Offline Verification
technicalFull Name: Offline Credential Verification
Definition
Offline verification is the ability to cryptographically verify EUDI Wallet credentials without either the user's device or the verifier's reader having an active internet connection. This capability is essential for ensuring that digital identity credentials are at least as practical as physical identity documents, which can always be visually inspected regardless of connectivity. Offline verification relies on pre-loaded issuer certificates, self-contained cryptographic proofs within the credential, and proximity communication protocols (NFC, Bluetooth Low Energy) for device-to-device data transfer. The ISO 18013-5 standard and the mDoc credential format are specifically designed to support strong offline verification.
How Offline Verification Works
Offline credential verification works because verifiable credentials are cryptographically self-contained. When an issuer creates a credential, it signs the credential data with its private key. The resulting digital signature, combined with the credential data and the issuer's public key certificate, contains all the information needed for verification. No need to contact the issuer's server at the time of verification.
The verifier's device is pre-provisioned with trusted root certificates and issuer certificates from the EUDI Wallet trust framework. These certificates are downloaded and cached during periods of connectivity (for example, when the verifier's device is in the office or connected to Wi-Fi). The trust framework defines certificate distribution mechanisms and refresh intervals to keep verifier devices current.
During an offline verification, the flow proceeds as follows: the verifier's reader and the user's wallet establish a secure communication channel via NFC or Bluetooth. The verifier requests specific credential attributes. The user consents on their device. The wallet transmits the signed credential data (including selective disclosure of only the requested attributes) over the proximity channel. The verifier validates the issuer's signature against the pre-loaded certificates and verifies the device binding signature proving the presenter holds the credential's private key.
The entire process -- from NFC tap to verification result -- typically completes in 2-5 seconds, comparable to visually inspecting a physical identity document. No internet connectivity is needed by either party at any point during the verification.
Proximity Communication Protocols
Offline verification relies on proximity communication protocols for device-to-device data transfer. The ISO 18013-5 standard defines a multi-step process: NFC is used for the initial "device engagement" -- the user taps their phone against the reader, establishing the connection parameters and exchanging ephemeral encryption keys. Bluetooth Low Energy (BLE) or Wi-Fi Aware then handles the larger data transfer of the credential presentation.
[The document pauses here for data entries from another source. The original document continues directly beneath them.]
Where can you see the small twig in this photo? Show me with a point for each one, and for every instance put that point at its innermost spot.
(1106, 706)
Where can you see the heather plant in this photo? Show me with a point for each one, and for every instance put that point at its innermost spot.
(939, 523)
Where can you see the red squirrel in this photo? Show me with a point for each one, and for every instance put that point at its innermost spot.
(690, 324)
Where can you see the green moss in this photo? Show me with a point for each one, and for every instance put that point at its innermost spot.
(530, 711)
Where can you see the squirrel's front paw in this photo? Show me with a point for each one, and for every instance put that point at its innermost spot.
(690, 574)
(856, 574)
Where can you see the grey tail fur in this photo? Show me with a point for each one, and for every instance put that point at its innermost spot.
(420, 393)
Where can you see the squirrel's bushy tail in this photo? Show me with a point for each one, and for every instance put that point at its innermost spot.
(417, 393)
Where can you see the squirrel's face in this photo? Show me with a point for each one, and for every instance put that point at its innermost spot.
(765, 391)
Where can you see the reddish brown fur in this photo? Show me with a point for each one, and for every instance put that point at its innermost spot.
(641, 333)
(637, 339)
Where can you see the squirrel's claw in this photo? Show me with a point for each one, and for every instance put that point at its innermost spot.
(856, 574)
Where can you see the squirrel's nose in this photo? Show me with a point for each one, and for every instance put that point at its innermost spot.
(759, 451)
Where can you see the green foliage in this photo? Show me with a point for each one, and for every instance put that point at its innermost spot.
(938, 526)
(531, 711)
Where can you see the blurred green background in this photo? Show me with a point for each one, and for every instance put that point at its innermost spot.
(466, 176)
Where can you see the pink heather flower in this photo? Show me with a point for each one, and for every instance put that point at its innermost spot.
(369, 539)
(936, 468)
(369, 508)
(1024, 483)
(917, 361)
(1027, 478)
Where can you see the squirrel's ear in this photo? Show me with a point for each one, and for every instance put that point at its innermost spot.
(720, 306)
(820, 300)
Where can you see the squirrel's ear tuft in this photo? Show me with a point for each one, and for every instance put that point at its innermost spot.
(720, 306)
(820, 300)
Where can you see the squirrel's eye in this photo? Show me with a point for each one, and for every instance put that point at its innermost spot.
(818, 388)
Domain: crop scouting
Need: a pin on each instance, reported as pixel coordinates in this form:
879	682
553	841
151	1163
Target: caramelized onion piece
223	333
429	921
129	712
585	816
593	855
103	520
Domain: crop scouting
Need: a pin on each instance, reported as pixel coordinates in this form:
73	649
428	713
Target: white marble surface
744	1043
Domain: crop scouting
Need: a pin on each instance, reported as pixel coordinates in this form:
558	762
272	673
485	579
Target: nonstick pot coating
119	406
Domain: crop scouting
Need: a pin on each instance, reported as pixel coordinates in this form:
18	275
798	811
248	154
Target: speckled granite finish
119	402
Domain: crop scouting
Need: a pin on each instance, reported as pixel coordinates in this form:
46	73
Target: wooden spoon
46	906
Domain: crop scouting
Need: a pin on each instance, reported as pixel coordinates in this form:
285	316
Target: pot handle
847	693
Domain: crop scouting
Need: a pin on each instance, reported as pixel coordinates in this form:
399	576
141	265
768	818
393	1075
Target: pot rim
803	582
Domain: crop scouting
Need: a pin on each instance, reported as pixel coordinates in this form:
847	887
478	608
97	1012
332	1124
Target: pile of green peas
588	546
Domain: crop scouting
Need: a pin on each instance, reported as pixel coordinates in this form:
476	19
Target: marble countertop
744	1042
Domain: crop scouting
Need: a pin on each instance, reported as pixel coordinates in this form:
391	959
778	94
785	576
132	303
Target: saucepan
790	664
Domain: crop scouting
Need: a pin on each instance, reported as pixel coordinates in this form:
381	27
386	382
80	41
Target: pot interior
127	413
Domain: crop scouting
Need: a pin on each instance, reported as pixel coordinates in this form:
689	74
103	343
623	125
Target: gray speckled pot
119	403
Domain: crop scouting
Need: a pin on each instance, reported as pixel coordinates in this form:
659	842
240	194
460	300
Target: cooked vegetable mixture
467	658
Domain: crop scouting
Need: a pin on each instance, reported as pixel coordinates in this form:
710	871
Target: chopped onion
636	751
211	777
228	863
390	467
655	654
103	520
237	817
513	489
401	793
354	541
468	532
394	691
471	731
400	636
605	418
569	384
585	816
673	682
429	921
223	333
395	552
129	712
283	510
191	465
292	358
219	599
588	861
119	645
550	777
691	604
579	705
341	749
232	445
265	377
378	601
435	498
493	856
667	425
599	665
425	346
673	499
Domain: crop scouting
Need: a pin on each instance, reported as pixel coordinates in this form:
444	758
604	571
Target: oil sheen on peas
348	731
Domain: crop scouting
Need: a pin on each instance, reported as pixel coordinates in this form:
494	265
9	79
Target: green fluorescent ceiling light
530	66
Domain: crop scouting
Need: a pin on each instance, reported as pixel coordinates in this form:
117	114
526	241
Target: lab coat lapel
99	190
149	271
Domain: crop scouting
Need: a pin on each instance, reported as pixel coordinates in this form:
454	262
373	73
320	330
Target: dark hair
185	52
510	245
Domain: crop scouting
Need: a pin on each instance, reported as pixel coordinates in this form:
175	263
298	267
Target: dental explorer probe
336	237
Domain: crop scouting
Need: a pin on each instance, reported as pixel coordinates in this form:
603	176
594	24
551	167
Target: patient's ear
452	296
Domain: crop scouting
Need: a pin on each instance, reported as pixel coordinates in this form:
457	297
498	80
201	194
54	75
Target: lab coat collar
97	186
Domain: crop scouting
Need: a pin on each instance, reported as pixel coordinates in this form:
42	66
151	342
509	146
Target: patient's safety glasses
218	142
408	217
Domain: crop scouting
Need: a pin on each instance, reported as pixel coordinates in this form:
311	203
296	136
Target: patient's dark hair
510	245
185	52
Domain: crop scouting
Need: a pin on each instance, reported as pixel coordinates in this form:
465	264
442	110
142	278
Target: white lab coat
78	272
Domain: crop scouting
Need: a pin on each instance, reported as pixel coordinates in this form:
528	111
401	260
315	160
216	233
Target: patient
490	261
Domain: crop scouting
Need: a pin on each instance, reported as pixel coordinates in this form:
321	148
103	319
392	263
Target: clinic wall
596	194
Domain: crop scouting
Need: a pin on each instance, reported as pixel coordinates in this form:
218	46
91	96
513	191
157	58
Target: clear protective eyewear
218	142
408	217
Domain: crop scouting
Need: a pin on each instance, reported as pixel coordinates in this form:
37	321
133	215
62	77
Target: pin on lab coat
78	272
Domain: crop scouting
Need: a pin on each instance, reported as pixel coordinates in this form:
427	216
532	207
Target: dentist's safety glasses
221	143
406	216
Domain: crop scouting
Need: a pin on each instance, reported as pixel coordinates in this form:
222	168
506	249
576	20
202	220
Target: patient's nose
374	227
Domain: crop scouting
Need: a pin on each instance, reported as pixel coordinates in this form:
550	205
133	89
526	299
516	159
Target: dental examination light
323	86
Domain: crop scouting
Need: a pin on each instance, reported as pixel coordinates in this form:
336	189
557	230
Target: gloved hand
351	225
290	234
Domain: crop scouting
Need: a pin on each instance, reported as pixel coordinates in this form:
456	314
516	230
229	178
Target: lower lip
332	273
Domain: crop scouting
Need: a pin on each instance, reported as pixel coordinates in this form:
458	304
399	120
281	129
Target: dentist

This hybrid approach uses the strengths of each technology. NFC's extremely short range (1-4 cm) provides physical proximity assurance -- both parties must be in close contact, preventing remote eavesdropping on the session establishment. BLE provides sufficient bandwidth for credential data transfer at ranges up to a few meters, giving the user comfort to step back after the initial tap.
Session encryption using ECDH-derived keys ensures that all data transferred between devices is encrypted, even though the communication occurs over wireless channels. An attacker in proximity cannot read the credential data being transferred. The session transcript is bound to the initial NFC exchange, making relay attacks (forwarding the communication to a remote device) detectable through timing and proximity analysis.
QR code-based device engagement serves as a fallback for devices without NFC capability. The verifier displays a QR code containing the session parameters, and the user scans it with their wallet app. While this works, it provides weaker proximity assurance than NFC because QR codes can potentially be photographed from a distance.
Revocation Checking Challenges
The primary limitation of offline verification is the inability to check credential revocation status in real-time. If a credential has been revoked (due to fraud, data changes, or at the user's request), this revocation is recorded on the issuer's status service. Without internet connectivity, the verifier cannot query this service.
To mitigate this, verifiers periodically download and cache credential status lists during periods of connectivity. A status list is a compact bitfield where each bit represents the revocation status of one credential. When verifying offline, the verifier checks the cached status list. The freshness of this cached list determines the maximum revocation detection delay -- if the list was cached 24 hours ago, a credential revoked in the last 24 hours might still pass verification.
The EUDI Wallet Architecture Reference Framework defines maximum acceptable freshness periods for different credential types and verification scenarios. A police traffic stop checking a driving license might accept status information up to 48 hours old, while a high-security identity verification at a border crossing might require status information no older than 4 hours (effectively requiring online connectivity for that scenario).
Some advanced approaches use short-lived credential validity tokens (essentially timestamped attestations that the credential was valid at a recent point in time) that the wallet refreshes periodically when online. During offline verification, the verifier checks both the credential signature and the freshness of the validity token, providing revocation detection within the token's validity window without requiring the verifier to maintain status lists.